Question

Alignment using BWA tool

0

Entering edit mode

5.6 years ago

kriti.awasthi23 ▴ 10

Hi All,

I am doing alignment using BWA mem using command

 bwa index -p H37Rv_reference_genome -a bwtsw GCF_000195955.2_ASM19595v2_genomic.fasta

 bwa mem H37Rv_reference_genome ERR3566420_1.fastq ERR3566420_2_trimmed.fastq >ERR3566420.sam
 samtools view -bS ERR3566420.sam >ERR3566420.bam
 samtools flagstat ERR3566420.bam

Now when I am seeing the percentage of the mapped reads I am seeing really less alignment to be precise (8.83%) paired and (7.19%) properly paired. My question is if both are related species of Mycobacterium how they are having such low alignment. Do I need to make come changes in the parameters?

Also I used Kraken tool for the alignment using this command

  ./kraken2 --db mycobacterium_database/ --threads 20 SRR8594817_1.fastq SRR8594817_2.fastq >SRR8594817_kraken.txt

So the results from this is (99.07%) alignment.

I am not able to understand that why am I getting such low alignment using BWA tool having reference genome as H37Rv genome and why the results from the Kraken tool are so contradictory.

Kindly help me with the possible suggestion, Thanks.

alignment metagenomics kraken BWA tool • 2.6k views

ADD COMMENT • link updated 5.6 years ago by swbarnes2 15k • written 5.6 years ago by kriti.awasthi23 ▴ 10

0

Entering edit mode

Are you sure trimming one fastq and not the other is what you want?

ADD REPLY • link 5.6 years ago by swbarnes2 15k

0

Entering edit mode

Hi, I am checking the quality of the reads and yes if the either one of the reads per base sequence is bad, I am trimming only that read (fastq_file). Should I trim both the fastq files?

ADD REPLY • link 5.6 years ago by kriti.awasthi23 ▴ 10

0

Entering edit mode

I am checking the quality of the reads and yes if the either one of the reads per base sequence is bad, I am trimming only that read (fastq_file). Should I trim both the fastq files?

Absolutely. If you don't do that then if a read is removed from the trimmed file then that will throw off the order of reads in the file pair. Aligners do not check to see if read pairs are present in corresponding proper order. It would be best to re-trim your data by starting over and using both files at the same time when you trim.

ADD REPLY • link 5.6 years ago by GenoMax 152k

0

Entering edit mode

Given that 99% of the untrimmed reads aligned to the Kraken database, they probably shouldn't bother removing any reads at all.

ADD REPLY • link 5.6 years ago by swbarnes2 15k

0

Entering edit mode

OK thanks, I'll once again repeat the procedure.

ADD REPLY • link 5.6 years ago by kriti.awasthi23 ▴ 10

score 0 · Answer 1 · 2020-01-02

0

Entering edit mode

5.6 years ago

swbarnes2 15k

I don't see a contradiction. Aligning to a bunch of mycobacterial genomes is not the same as aligning to a single one. And you aligned some kind of trimmed fastq to the single genome, which might have messed up your paired end matching.

ADD COMMENT • link 5.6 years ago by swbarnes2 15k

0

Entering edit mode

Even after doing the alignment for the good quality data where I didn't require to trim the reads, I could not find the significant alignment result when comparing it with the reference genome which belonged to the same genus.

ADD REPLY • link 5.6 years ago by kriti.awasthi23 ▴ 10

score 0 · Answer 2 · 2020-01-03

kriti.awasthi23 : I had a look at the dataset you posted originally (ERR3566420).
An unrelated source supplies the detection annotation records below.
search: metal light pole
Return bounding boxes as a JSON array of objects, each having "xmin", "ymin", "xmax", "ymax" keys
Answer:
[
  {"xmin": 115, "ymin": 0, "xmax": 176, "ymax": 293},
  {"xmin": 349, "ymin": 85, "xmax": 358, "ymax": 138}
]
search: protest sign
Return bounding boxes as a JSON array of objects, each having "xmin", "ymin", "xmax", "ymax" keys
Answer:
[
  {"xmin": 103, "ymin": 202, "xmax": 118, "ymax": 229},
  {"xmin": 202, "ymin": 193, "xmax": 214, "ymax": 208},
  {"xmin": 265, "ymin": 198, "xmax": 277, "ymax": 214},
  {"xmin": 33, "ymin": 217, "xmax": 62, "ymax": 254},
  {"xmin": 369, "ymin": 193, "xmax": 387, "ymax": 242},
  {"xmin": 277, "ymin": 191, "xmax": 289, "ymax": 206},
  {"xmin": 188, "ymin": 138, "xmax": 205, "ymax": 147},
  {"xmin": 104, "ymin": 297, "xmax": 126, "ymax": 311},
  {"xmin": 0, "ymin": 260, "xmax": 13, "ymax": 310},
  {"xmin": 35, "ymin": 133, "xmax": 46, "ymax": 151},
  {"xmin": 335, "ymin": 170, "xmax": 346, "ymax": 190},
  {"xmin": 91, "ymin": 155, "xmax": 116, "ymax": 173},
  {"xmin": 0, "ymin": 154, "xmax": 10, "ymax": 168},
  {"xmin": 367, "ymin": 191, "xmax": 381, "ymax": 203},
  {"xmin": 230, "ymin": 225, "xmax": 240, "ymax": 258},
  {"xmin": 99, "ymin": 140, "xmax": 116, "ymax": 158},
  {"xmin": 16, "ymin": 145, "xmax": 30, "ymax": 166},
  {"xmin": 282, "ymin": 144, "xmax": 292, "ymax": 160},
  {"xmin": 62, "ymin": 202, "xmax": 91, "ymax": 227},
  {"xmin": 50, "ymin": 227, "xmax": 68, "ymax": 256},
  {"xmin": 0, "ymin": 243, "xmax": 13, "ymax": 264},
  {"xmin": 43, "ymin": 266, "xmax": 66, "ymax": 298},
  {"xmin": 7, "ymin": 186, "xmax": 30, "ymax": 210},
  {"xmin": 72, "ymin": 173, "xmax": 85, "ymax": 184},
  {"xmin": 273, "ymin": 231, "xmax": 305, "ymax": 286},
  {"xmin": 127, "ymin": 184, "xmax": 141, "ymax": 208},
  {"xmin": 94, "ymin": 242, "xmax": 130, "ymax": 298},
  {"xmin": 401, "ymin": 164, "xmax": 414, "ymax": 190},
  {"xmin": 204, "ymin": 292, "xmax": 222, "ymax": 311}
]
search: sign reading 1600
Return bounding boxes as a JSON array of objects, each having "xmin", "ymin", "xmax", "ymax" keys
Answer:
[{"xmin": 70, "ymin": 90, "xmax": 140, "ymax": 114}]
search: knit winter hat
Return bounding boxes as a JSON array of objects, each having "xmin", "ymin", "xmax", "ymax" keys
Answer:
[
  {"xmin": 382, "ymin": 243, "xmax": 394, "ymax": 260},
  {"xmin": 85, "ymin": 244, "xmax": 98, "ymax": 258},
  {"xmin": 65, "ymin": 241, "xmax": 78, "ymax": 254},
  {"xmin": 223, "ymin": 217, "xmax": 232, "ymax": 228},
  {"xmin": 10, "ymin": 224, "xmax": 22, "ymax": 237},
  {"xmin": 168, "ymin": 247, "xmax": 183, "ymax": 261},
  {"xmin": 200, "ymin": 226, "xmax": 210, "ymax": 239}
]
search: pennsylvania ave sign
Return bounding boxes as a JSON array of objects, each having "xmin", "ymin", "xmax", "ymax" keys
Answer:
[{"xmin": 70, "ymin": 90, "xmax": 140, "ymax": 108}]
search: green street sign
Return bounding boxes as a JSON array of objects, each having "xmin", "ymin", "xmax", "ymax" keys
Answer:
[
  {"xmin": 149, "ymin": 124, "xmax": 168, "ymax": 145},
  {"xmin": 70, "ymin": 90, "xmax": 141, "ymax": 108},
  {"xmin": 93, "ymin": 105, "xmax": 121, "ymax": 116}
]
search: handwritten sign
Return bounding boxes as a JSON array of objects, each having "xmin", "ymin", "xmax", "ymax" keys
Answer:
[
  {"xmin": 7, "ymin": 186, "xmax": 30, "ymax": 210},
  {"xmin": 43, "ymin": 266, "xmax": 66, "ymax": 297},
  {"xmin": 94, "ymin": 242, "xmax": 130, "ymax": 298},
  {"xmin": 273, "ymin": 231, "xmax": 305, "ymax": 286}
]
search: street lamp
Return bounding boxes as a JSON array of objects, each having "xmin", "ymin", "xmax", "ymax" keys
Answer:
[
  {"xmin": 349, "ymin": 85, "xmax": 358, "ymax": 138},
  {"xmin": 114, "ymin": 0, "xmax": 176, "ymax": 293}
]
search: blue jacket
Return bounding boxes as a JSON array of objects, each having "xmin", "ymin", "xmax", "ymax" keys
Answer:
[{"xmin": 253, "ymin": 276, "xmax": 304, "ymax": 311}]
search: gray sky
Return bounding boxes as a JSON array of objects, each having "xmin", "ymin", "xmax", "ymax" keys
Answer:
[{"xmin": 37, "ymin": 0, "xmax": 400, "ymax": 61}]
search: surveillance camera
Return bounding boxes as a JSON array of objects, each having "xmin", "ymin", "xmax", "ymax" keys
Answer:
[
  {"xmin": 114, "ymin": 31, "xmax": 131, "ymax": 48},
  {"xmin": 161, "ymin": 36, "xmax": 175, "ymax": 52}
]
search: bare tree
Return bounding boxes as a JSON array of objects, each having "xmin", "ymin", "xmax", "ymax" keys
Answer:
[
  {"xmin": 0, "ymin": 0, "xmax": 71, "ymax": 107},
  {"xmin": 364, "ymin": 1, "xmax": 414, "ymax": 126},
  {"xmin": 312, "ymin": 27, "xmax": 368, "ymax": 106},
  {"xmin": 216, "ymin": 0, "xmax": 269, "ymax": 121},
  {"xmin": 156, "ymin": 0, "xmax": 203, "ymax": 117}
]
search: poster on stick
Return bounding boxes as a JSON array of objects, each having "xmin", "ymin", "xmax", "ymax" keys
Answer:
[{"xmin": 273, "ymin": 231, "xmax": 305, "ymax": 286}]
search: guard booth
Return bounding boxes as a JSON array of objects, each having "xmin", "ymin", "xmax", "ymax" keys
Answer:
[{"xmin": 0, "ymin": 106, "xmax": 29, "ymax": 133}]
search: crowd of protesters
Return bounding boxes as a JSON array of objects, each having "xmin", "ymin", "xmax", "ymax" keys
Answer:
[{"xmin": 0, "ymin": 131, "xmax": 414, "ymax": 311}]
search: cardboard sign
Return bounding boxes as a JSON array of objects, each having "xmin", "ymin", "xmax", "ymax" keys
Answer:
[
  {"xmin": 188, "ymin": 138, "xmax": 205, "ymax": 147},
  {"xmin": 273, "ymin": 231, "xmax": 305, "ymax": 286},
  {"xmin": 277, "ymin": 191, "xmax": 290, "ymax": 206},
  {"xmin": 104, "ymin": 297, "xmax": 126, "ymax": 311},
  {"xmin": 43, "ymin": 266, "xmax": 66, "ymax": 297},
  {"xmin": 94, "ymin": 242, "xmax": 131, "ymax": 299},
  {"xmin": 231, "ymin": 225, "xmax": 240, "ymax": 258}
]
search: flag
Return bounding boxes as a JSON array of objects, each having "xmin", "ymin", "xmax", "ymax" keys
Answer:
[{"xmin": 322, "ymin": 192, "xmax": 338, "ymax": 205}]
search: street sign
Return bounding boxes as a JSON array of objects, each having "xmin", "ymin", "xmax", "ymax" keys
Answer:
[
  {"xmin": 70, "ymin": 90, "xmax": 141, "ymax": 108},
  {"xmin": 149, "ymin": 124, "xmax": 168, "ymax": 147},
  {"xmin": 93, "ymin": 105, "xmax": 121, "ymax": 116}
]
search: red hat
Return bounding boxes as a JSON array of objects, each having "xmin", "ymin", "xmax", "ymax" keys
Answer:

With (GCF_000195955.2_ASM19595v2_genomic.fna:>NC_000962.3 Mycobacterium tuberculosis H37Rv) alignment stats were as follows using bbmap.sh aligner from BBMap suite.

Pairing data:           pct pairs       num pairs       pct bases          num bases
mated pairs:              5.5300%             673         5.5300%             203246

This dataset has only ~3.6M reads.

I noticed that ERR* entry mentioned this to be Mycobacterium avium genome so with (GCF_000007865.1_ASM786v1_genomic.fna:>NC_002944.2 Mycobacterium avium subsp. paratuberculosis K-10) things improved a bit.

Pairing data:           pct pairs       num pairs       pct bases          num bases
mated pairs:             20.6081%            2508        20.6081%             757416

SRR8594817 data is from yet another genome (GCF_000015005.1_ASM1500v1_genomic.fna:>NC_008596.1 Mycobacterium smegmatis str. MC2 155 chromosome) and alignment of this data to that genome results in (with ~10.1M reads)

Pairing data:           pct pairs       num pairs       pct bases          num bases
mated pairs:             96.0233%         4862842        96.0368%          990823412

So pretty good overall.

Conclusion: ERR3566420 is probably a bad dataset with not enough reads.